During the Covenant Suspension Period, the Company will not, and will not permit any of its restricted subsidiaries to, (i) make certain restricted payments, (ii) subject to certain exceptions, incur any indebtedness for borrowed money that is pari passu or senior in right of payment or security with the Revolving Loans (as defined in the Credit Agreement) or (iii) make any investment in or otherwise dispose of any assets to any subsidiary of the Company that is not a Loan Party (as defined in the Credit Agreement) to facilitate a new financing incurred by a subsidiary of the Company.

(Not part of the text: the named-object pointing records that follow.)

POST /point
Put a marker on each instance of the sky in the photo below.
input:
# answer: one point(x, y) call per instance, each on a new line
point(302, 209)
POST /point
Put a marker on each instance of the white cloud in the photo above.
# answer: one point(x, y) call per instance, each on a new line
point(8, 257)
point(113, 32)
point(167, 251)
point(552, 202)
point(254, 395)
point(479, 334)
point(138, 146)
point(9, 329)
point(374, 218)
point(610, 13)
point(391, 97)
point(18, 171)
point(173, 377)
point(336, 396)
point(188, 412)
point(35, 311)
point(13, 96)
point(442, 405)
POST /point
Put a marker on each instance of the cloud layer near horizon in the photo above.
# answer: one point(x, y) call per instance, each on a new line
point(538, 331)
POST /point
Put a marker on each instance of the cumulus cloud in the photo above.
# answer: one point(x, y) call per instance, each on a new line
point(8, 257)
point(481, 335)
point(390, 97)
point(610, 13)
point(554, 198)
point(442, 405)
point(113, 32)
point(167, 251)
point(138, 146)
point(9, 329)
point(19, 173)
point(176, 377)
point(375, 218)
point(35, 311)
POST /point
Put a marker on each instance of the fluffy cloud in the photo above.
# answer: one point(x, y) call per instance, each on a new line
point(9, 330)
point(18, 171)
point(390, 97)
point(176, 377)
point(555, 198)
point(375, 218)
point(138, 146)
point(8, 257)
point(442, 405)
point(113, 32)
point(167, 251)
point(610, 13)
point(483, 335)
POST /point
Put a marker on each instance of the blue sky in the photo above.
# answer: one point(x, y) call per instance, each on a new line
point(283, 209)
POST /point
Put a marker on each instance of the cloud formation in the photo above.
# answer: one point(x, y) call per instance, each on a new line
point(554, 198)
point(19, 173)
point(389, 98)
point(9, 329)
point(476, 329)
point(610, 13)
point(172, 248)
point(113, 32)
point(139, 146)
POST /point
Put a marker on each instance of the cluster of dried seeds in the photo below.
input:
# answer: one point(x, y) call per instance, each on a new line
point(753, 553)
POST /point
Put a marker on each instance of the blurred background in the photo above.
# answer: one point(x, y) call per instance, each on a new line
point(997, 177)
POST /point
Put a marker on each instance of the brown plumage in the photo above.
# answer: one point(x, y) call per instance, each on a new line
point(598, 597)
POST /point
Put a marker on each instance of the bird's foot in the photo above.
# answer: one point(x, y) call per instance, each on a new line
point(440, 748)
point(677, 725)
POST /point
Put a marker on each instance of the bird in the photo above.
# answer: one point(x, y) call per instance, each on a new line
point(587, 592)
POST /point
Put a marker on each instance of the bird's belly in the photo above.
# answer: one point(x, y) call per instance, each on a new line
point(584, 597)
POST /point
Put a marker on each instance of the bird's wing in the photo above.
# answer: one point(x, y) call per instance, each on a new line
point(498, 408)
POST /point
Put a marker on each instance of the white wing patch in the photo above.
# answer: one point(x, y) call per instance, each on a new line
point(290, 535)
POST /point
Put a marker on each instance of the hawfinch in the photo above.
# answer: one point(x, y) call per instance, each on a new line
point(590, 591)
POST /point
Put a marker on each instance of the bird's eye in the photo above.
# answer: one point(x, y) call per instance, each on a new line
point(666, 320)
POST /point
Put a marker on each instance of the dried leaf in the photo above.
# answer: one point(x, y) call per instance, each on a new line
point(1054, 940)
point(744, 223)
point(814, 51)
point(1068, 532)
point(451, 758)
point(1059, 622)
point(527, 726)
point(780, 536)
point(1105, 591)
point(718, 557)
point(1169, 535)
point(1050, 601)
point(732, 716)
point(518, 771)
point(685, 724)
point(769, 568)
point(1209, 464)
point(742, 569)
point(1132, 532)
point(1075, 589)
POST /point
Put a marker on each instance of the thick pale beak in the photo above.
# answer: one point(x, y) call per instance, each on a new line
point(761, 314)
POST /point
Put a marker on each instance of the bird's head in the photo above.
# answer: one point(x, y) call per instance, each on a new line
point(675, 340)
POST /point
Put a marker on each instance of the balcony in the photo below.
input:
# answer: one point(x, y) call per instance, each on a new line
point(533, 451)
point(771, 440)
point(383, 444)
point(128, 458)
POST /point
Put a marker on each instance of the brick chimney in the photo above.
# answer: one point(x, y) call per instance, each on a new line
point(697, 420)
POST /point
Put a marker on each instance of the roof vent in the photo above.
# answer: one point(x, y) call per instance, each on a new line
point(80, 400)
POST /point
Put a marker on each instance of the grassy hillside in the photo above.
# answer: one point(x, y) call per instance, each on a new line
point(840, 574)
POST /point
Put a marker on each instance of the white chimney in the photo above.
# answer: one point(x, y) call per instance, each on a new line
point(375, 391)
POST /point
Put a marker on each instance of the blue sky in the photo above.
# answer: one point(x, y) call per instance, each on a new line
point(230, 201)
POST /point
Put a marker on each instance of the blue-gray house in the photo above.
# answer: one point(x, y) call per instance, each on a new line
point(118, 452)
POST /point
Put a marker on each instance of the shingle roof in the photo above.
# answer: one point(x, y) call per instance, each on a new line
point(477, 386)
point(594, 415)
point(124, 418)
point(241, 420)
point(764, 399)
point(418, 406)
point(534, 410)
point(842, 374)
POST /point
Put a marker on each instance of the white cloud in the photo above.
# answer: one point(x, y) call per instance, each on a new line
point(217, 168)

As an ongoing condition to the suspension of the financial covenant, the Company also agreed to (i) a minimum liquidity test, (ii) an anti-cash hoarding test at any time Revolving Loans are outstanding and (iii) additional reporting obligations.


In addition, on March 8, 2021 the Company entered into the tenth amendment (the “Tenth Amendment”) to the Credit Agreement pursuant to which the Company agreed not to consent to certain modifications to the Credit Agreement described in the Tenth Amendment without the consent of the majority of the revolving lenders party to the Tenth Amendment.


The foregoing description of the Ninth Amendment, the Tenth Amendment and the Credit Agreement is not intended to be complete and is qualified in its entirety by reference to the Ninth Amendment and the Tenth Amendment, in each case, copies of which are attached as Exhibits 10.1 and 10.2 hereto and are incorporated by reference herein.





Item 9.01. Financial Statements and Exhibits.


(d) Exhibits:


10.1 Ninth Amendment, dated as of March 8, 2021, by and among AMC Entertainment Holdings, Inc., the lenders from time to time party thereto and Wilmington Savings Fund Society, FSB, as administrative agent.
10.2 Tenth Amendment, dated as of March 8, 2021, by and among AMC Entertainment Holdings, Inc. and the lenders from time to time party thereto.
104 Cover Page Interactive Data File (embedded within the Inline XBRL document).







Pursuant to the requirements of the Securities Exchange Act of 1934, the registrant has duly caused this report to be signed on its behalf by the undersigned, hereunto duly authorized.